Foreign Body Collection- Chevalier Jackson a doctor that studies disorders of the ears, nose, throat, head, and neck. He was a physician that worked in Philadelphia at the College Of Physicians in the 1900's. He was famous for developing new methods to remove foreign objects from the human body such as things lodged in his patient's airways. The foreign objects had to be removed and when he removed them from throats, esophagi, and lungs over his 75 years in medicine they are on display at the Mutter Museum. These 2,374 objects include buttons, pins, nuts, coins, bones, screws, and many more items.

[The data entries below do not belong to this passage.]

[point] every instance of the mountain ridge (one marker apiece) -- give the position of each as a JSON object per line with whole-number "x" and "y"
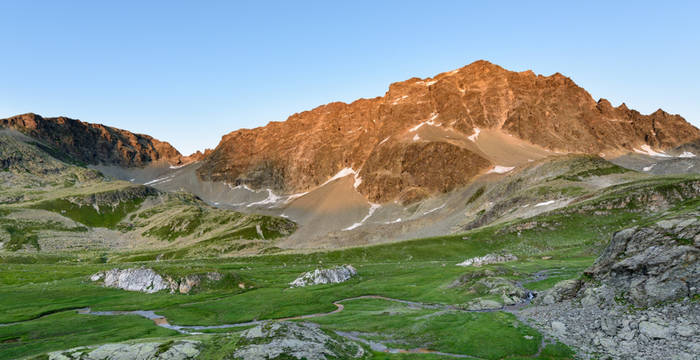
{"x": 547, "y": 114}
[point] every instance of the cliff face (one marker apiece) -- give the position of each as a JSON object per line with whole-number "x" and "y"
{"x": 418, "y": 137}
{"x": 94, "y": 143}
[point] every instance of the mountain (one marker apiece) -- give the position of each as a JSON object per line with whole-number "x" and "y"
{"x": 94, "y": 143}
{"x": 426, "y": 136}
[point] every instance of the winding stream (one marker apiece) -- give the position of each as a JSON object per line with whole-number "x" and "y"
{"x": 374, "y": 345}
{"x": 162, "y": 321}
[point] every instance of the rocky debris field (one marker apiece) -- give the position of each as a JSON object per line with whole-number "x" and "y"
{"x": 148, "y": 281}
{"x": 334, "y": 275}
{"x": 638, "y": 301}
{"x": 272, "y": 340}
{"x": 488, "y": 259}
{"x": 177, "y": 350}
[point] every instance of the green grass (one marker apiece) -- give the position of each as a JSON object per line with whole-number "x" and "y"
{"x": 105, "y": 215}
{"x": 69, "y": 329}
{"x": 492, "y": 335}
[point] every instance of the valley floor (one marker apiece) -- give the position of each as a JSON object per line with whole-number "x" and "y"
{"x": 409, "y": 299}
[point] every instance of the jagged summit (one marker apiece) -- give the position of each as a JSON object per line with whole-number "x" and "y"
{"x": 95, "y": 143}
{"x": 430, "y": 135}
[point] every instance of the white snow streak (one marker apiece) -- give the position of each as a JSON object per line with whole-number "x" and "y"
{"x": 271, "y": 199}
{"x": 475, "y": 135}
{"x": 498, "y": 169}
{"x": 372, "y": 209}
{"x": 434, "y": 210}
{"x": 550, "y": 202}
{"x": 647, "y": 150}
{"x": 163, "y": 179}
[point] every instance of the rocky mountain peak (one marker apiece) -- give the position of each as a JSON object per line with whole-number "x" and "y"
{"x": 94, "y": 143}
{"x": 431, "y": 135}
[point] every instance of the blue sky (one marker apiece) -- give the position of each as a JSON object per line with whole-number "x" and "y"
{"x": 189, "y": 72}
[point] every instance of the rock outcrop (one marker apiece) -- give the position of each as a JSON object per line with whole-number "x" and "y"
{"x": 488, "y": 259}
{"x": 272, "y": 340}
{"x": 148, "y": 281}
{"x": 94, "y": 143}
{"x": 419, "y": 137}
{"x": 173, "y": 350}
{"x": 334, "y": 275}
{"x": 639, "y": 299}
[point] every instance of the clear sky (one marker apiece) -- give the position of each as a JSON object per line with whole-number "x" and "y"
{"x": 189, "y": 72}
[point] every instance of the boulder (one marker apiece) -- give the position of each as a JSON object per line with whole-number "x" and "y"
{"x": 488, "y": 259}
{"x": 652, "y": 265}
{"x": 178, "y": 350}
{"x": 334, "y": 275}
{"x": 271, "y": 340}
{"x": 141, "y": 279}
{"x": 148, "y": 281}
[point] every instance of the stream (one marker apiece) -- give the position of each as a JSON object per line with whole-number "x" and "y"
{"x": 374, "y": 345}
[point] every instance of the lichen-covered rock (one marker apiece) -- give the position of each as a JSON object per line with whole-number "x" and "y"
{"x": 148, "y": 281}
{"x": 178, "y": 350}
{"x": 141, "y": 279}
{"x": 656, "y": 269}
{"x": 276, "y": 340}
{"x": 488, "y": 259}
{"x": 565, "y": 289}
{"x": 334, "y": 275}
{"x": 651, "y": 265}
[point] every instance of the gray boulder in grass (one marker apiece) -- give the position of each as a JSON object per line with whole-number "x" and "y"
{"x": 334, "y": 275}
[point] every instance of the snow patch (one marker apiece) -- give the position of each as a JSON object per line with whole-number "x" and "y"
{"x": 498, "y": 169}
{"x": 160, "y": 180}
{"x": 434, "y": 210}
{"x": 475, "y": 135}
{"x": 372, "y": 209}
{"x": 398, "y": 100}
{"x": 343, "y": 173}
{"x": 358, "y": 181}
{"x": 294, "y": 196}
{"x": 271, "y": 199}
{"x": 647, "y": 150}
{"x": 488, "y": 259}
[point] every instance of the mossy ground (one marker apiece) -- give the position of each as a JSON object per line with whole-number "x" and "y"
{"x": 418, "y": 270}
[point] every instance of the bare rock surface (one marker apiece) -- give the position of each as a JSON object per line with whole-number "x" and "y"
{"x": 334, "y": 275}
{"x": 431, "y": 135}
{"x": 148, "y": 281}
{"x": 293, "y": 340}
{"x": 488, "y": 259}
{"x": 639, "y": 299}
{"x": 178, "y": 350}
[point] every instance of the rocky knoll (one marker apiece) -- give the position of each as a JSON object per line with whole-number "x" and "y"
{"x": 178, "y": 350}
{"x": 639, "y": 299}
{"x": 290, "y": 340}
{"x": 419, "y": 137}
{"x": 334, "y": 275}
{"x": 148, "y": 281}
{"x": 94, "y": 143}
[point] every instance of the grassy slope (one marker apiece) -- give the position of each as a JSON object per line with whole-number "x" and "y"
{"x": 411, "y": 270}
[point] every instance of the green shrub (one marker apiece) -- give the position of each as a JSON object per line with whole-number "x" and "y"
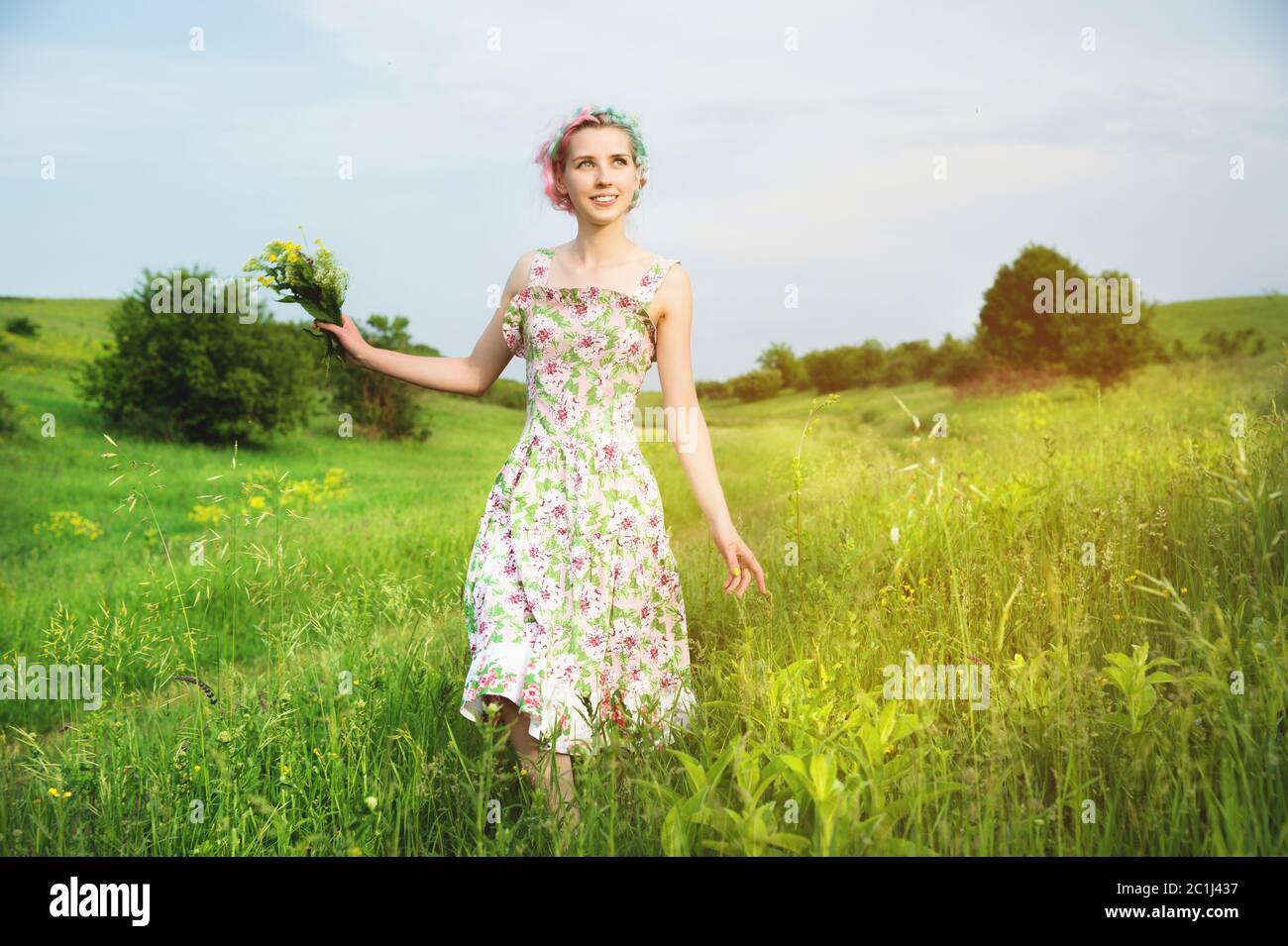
{"x": 781, "y": 358}
{"x": 756, "y": 385}
{"x": 381, "y": 407}
{"x": 712, "y": 390}
{"x": 1080, "y": 343}
{"x": 21, "y": 325}
{"x": 202, "y": 376}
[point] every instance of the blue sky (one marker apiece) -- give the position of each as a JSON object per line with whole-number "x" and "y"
{"x": 771, "y": 166}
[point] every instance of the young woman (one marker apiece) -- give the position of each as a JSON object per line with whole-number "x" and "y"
{"x": 572, "y": 600}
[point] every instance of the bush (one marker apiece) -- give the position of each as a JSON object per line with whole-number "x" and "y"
{"x": 712, "y": 390}
{"x": 1222, "y": 344}
{"x": 957, "y": 362}
{"x": 909, "y": 361}
{"x": 202, "y": 376}
{"x": 756, "y": 385}
{"x": 1081, "y": 343}
{"x": 845, "y": 366}
{"x": 8, "y": 420}
{"x": 21, "y": 325}
{"x": 381, "y": 407}
{"x": 781, "y": 358}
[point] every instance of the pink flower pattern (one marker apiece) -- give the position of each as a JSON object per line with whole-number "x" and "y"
{"x": 574, "y": 606}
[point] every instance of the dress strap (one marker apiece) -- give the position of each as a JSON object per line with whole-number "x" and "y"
{"x": 540, "y": 269}
{"x": 655, "y": 277}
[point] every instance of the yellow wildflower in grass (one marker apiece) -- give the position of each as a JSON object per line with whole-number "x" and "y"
{"x": 213, "y": 514}
{"x": 68, "y": 523}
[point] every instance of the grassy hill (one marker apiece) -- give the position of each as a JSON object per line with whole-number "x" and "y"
{"x": 988, "y": 564}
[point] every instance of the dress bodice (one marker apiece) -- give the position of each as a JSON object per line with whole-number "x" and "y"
{"x": 588, "y": 352}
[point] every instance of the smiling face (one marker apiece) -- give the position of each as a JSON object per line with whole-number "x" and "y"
{"x": 599, "y": 163}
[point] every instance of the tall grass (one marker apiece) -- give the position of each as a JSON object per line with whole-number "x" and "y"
{"x": 1116, "y": 559}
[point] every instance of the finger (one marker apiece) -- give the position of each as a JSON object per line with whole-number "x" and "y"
{"x": 760, "y": 572}
{"x": 746, "y": 577}
{"x": 732, "y": 562}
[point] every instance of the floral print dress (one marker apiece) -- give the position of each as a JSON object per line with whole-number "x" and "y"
{"x": 572, "y": 598}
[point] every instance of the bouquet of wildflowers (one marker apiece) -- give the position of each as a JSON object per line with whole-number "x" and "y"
{"x": 316, "y": 282}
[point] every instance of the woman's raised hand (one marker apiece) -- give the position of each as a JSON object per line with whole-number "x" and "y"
{"x": 353, "y": 347}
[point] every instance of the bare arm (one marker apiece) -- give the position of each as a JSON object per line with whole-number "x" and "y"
{"x": 472, "y": 374}
{"x": 674, "y": 301}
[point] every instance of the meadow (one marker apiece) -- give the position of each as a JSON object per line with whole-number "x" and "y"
{"x": 1115, "y": 558}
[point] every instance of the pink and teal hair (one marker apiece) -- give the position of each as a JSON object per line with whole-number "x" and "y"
{"x": 554, "y": 151}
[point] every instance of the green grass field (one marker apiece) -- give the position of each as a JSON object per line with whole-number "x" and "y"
{"x": 1065, "y": 540}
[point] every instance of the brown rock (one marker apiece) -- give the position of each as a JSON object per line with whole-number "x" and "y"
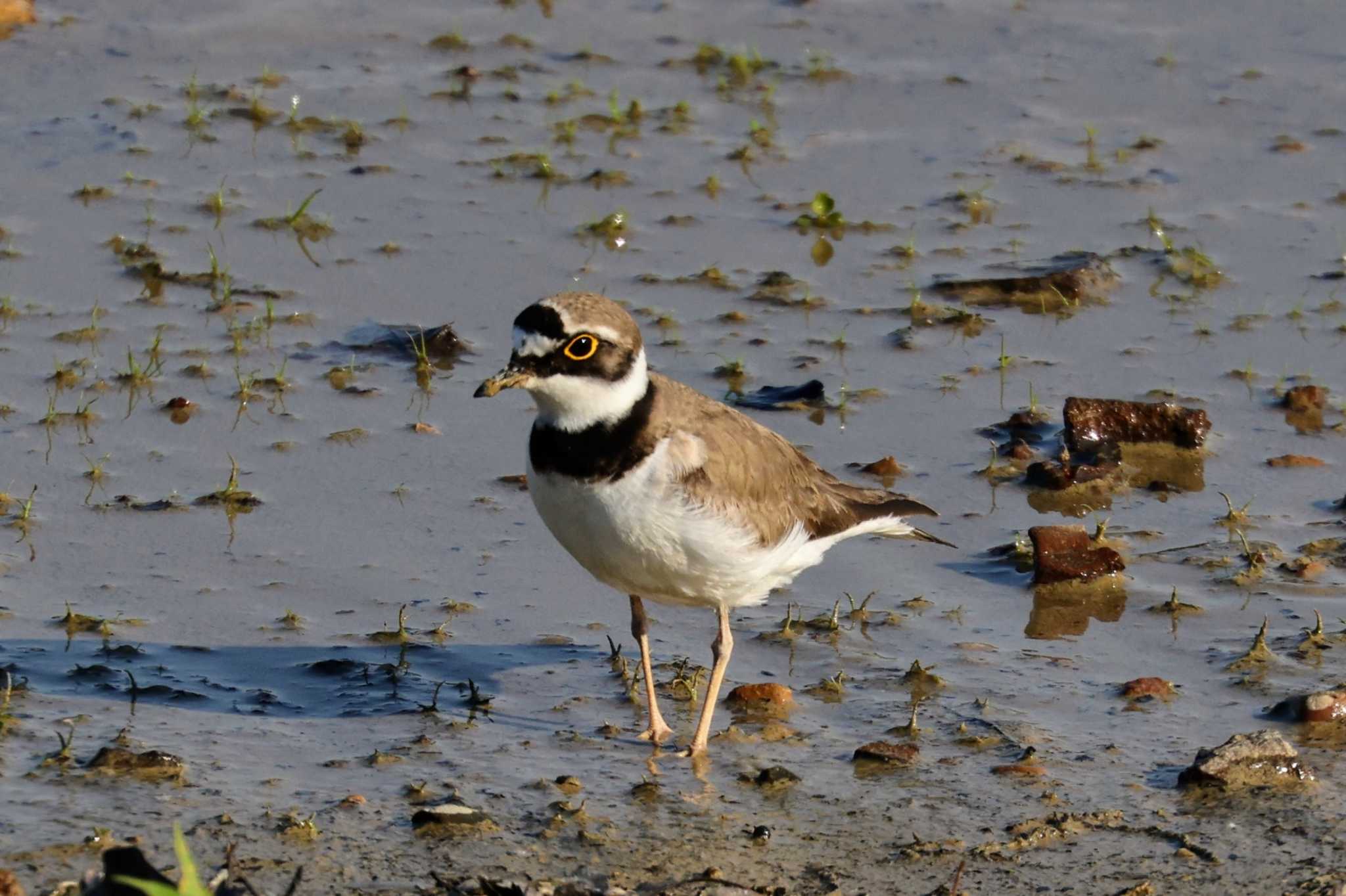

You will find books or a book bound with human skin. Books bound in the skin of a woman Mary Lynch, that died from trichinosis ( a parasite that comes from pigs. During her autopsy, a portion of her skin was saved from her thigh and medical books about childbirth was bound with it.
Baby born with no skull- At the Mutter Museum one of the largest collections is what they call " wet specimens, " Parts of the human anatomy preserved in jars of formaldehyde. Because of the fragile nature, the 1,300 jars representing every part of the human anatomy are kept in constant rotation. One disturbing specimen is a baby born without a skull. A fetus that could not sustain life out of the womb.
Chang and Eng Bunker were Thai-American conjoined twins that were born in 1811 and died in 1874. Joined at the sternum and shared a liver. They were two fully grown men. That made a life for themselves in North Carolina, they married sisters. Chang had 11 children, Eng 10. The liver is now on display at the Mutter Museum, as is a death cast of their torso.